Granite is formed by magma, boiling molten rock that is found deep below the earth’s surface. Intense heat causes the buildup of pressure, making the magma rise through the earth’s crust to the surface. When it cools, it becomes the granite that is then mined and cut into slabs for use for countertops and flooring. No two slabs are the same, so each benchtop is unique.
It pays if you are choosing a granite benchtop to take the time to visit the factory that is fabricating your granite benchtops, to inspect & choose the slab, that way you know what to expect on the day your benchtop arrives, and no big surprises!
Granite can give a lovely unique feature to your kitchen and you can be confident that no other kitchen benchtop will be the same as yours. Traditional yet contemporary there is a granite for every Kitchen look.

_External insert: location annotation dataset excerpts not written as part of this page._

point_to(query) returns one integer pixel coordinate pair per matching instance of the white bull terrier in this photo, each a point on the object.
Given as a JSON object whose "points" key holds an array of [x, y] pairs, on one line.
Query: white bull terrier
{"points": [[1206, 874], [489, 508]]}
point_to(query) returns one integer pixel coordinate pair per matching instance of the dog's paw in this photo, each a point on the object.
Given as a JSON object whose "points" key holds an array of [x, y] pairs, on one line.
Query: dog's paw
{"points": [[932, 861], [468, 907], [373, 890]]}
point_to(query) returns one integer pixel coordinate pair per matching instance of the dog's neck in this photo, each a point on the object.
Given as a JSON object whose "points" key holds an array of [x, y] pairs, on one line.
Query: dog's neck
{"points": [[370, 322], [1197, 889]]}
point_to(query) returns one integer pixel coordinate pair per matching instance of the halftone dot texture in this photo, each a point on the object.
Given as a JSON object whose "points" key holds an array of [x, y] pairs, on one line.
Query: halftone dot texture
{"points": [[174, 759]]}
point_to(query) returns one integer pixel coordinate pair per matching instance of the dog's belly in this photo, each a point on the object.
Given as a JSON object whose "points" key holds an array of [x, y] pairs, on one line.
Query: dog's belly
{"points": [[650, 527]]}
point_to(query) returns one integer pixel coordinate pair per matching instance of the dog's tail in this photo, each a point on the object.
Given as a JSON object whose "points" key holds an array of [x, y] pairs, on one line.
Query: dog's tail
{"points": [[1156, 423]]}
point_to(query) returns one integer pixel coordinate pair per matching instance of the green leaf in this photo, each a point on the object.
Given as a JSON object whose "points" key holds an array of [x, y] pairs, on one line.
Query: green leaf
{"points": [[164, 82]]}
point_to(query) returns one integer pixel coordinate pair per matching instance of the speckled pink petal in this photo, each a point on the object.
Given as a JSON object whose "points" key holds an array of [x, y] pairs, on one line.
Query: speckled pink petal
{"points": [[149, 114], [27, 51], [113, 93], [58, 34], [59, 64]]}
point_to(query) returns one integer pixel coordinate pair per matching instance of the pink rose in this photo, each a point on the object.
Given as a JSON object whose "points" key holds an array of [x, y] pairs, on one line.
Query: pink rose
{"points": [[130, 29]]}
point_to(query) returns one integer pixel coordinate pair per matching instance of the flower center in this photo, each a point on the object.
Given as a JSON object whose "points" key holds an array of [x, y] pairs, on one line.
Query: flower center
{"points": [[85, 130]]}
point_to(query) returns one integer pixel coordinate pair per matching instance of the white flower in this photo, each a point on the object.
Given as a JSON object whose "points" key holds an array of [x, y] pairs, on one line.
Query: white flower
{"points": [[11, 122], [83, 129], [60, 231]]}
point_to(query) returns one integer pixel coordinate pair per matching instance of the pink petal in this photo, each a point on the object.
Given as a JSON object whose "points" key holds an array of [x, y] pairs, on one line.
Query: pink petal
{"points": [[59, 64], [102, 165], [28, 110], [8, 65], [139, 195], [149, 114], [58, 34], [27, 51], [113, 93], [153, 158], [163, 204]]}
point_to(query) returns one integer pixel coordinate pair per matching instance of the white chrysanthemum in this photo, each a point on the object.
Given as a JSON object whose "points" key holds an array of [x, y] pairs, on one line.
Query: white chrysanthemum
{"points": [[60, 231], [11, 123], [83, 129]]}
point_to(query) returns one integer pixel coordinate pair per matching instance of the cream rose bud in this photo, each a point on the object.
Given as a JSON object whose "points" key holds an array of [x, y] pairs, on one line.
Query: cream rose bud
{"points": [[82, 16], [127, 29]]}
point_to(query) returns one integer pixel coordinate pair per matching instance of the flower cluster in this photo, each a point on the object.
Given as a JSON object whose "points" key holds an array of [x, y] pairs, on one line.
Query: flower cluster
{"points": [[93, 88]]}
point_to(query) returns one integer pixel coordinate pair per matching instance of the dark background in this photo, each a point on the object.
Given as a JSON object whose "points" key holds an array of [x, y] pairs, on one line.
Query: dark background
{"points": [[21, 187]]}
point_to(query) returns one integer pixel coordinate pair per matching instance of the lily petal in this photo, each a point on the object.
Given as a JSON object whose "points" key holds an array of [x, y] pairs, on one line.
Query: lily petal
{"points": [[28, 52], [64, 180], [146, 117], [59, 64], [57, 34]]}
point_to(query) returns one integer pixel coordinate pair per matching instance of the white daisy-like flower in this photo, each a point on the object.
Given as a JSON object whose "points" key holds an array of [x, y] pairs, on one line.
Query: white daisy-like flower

Just a quick note, Granite while very tough can still chip and pit if not looked after properly and it will need polishing over the years to keep it looking its best.
An all-time favorite are luxurious timber benchtops, warm, lacquered, shiny, you just want to run your hands over them.
Timber benchtops suit all types of kitchens, contemporary, modern and traditional.
You can bring a touch of warmth and character to your kitchen with timber when you’re using colder materials like glass and stainless steel elsewhere in the kitchen. The wide variety of available species means you can go light with the yellowish colours of ash or contrast light-colored doors with the darker tones of walnut. Timber needs to be coated with either food-safe oil or polyurethane to protect it. Oil needs to be reapplied every year or so to remain effective.
While polyurethane lasts longer, recoating involves sanding back the entire benchtop first before applying a new coat.
A timber benchtop is made of many lengths of carefully prepared timber that are glued together under pressure (laminated). Once laminated into an oversize block, the benchtop is cut to size, finished and given a protective coating of lacquer or oil.
Timber benchtops bruise easily and can crack and split and warp in certain conditions (heat and sunlight are the worst enemy of Timber) as they are a natural timber product. It pays to choose your timber benchtop for its quality & from a reputable supplier with a decent warranty.
Careful use is required and re finishing with polyurethane at regular intervals or frequently re oiling is required. Your Kitchen supplier should supply you with detailed care instructions for your beautiful timber benchtop.
Finally a good relationship with an educated Kitchen specialist, who is familiar with all the kitchen products on the market, will give you the best options and allow you to weigh your options up fully informed of the pros and cons of every type of benchtop available.